Soda Lobby Strikes Back

During the first 9 months of 2009, the industry groups stepped up their lobbying in Congress. They have spent more than $24 million on the issue of a national excise tax on sweetened beverages and on other legislative and regulatory issues,...

November 5, 2009 | Source: Grist.beta | by Tom Laskawy

HuffingtonPost has a piece up detailing the food lobby’s full court press over a federal soda/sweetener tax:

During the first 9 months of 2009, the industry groups stepped up their lobbying in Congress. They have spent more than $24 million on the issue of a national excise tax on sweetened beverages and on other legislative and regulatory issues, according to an examination of lobbying reports filed with the Senate Office of Public Records. The review shows that 21 companies and organizations reported that they lobbied specifically on the proposed tax on sugar-sweetened beverages-which among other things would include sodas, juice drinks, and chocolate milk.

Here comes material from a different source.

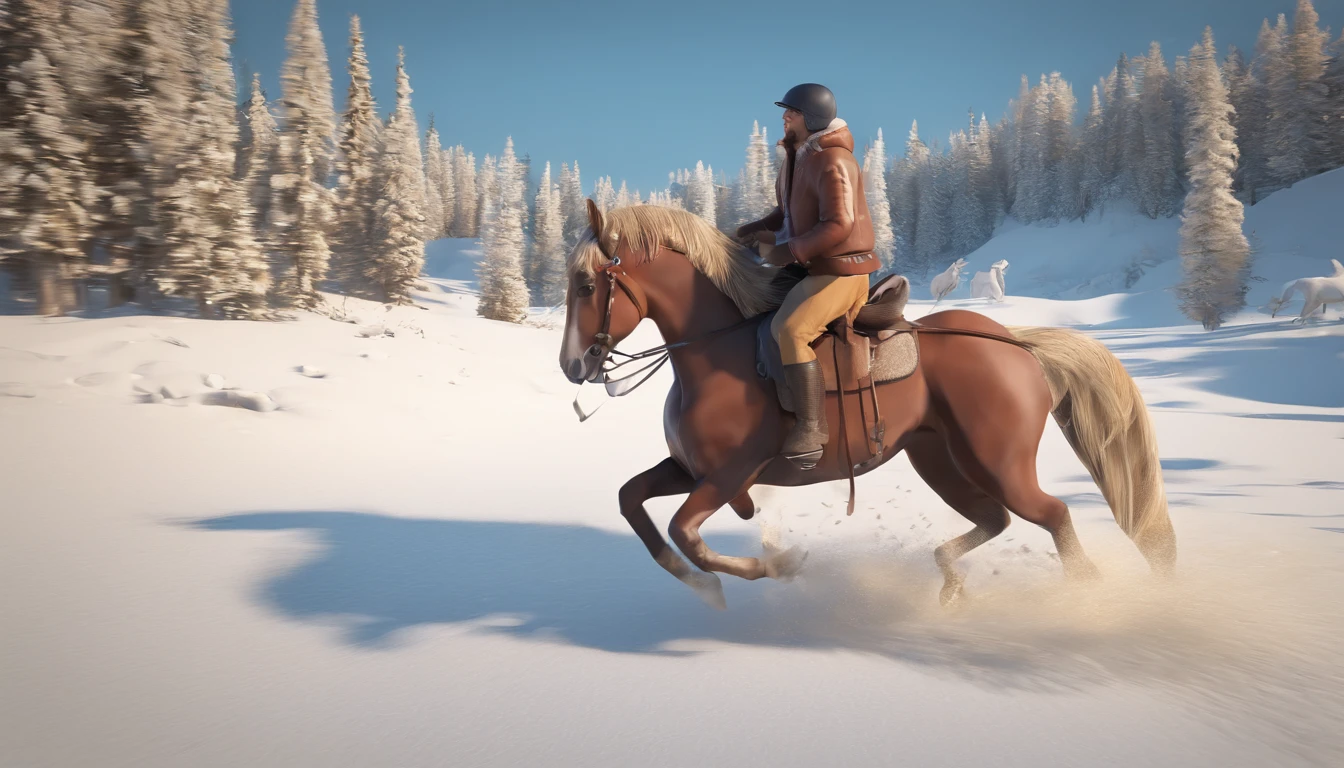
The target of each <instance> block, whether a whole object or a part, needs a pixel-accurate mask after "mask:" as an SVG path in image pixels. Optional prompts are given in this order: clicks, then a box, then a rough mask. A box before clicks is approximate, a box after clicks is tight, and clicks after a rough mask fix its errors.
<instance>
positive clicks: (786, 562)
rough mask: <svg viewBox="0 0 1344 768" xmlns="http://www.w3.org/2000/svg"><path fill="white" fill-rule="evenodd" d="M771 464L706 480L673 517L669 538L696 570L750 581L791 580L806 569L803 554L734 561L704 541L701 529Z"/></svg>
mask: <svg viewBox="0 0 1344 768" xmlns="http://www.w3.org/2000/svg"><path fill="white" fill-rule="evenodd" d="M766 464H769V460H765V461H761V463H758V464H745V465H738V467H724V468H720V469H718V471H716V472H712V473H710V475H708V476H706V477H704V479H703V480H700V483H699V484H698V486H696V487H695V490H694V491H691V495H689V496H687V499H685V503H683V504H681V508H679V510H677V511H676V514H675V515H672V525H671V526H668V534H669V535H671V537H672V541H673V542H675V543H676V546H677V549H680V550H681V554H684V555H685V557H687V560H689V561H691V562H692V564H694V565H695V566H696V568H700V569H703V570H716V572H719V573H727V574H730V576H738V577H742V578H746V580H753V581H754V580H757V578H762V577H771V578H788V577H792V576H793V574H794V573H796V572H797V568H798V566H801V565H802V560H801V558H802V557H804V555H802V553H801V551H789V553H784V554H782V555H780V557H775V558H771V560H770V561H762V560H759V558H755V557H730V555H724V554H719V553H716V551H714V550H712V549H710V545H707V543H704V539H703V538H700V526H702V525H704V521H707V519H710V515H712V514H714V512H716V511H718V510H719V507H722V506H723V504H727V503H730V502H732V500H734V499H738V498H739V496H742V494H745V492H746V491H747V488H750V487H751V483H754V482H755V479H757V476H759V475H761V471H762V469H765V467H766Z"/></svg>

About $5 million of the money was spent on a national advertising campaign aimed at Capitol Hill lawmakers and promoting a newly formed coalition called Americans Against Food Taxes . The group bills itself on its website as a coalition of “responsible individuals, financially-strapped families, [and] small and large businesses” but its 400-plus membership list is dominated by industry heavyweights such as Burger King Corporation, Coca Cola, Pepsico and Domino’s Pizza.

Sounds like they’re just getting started. This is par for the course with taxes on the federal level, you can’t even mention one without sending the affected industry’s lobbyists into a frenzy-and why we’re in such a revenue pickle generally. Yet, some insiders suggest that the beverage folks have an ace in the hole-“the sugar guys”:

Jon Doggett, an [National Corn Growers Association] spokesman, said other factions of the sugar lobby pushed hard on Congress, but didn’t describe their work on public filings as specific to the sweetened beverage tax. “They have kind of kept their heads down a little bit,” Doggett said. “Nobody plays politics better than the sugar guys.”

In other words, the sugar lobby, which is unique in the agricultural world for having maintained strict import quotas on foreign products despite living in a world devoted to “free trade,” has kept their work against the soda tax off their paperwork and thus out of public sight. But its invisibility doesn’t lessen its ferocity or, so far, its effectiveness.

And it certainly doesn’t help that, as HuffPo, myself, and the New York Times have observed, any attempt to enact a soda tax in the Senate Finance Committee runs up against the reality that the committee’s Chairman and Ranking Member are from Montana (sugar beet country) and Iowa (corn syrup country) respectively. But HuffPo’s Christine Spoler and Joseph Eaton (with the Center for Public Integrity) go on to point out that, in fact, farm states are way over-represented on the Senate Finance Committee generally-depending on how you count them more than half come from states with large agricultural interests that might not take kindly to food taxes of any type.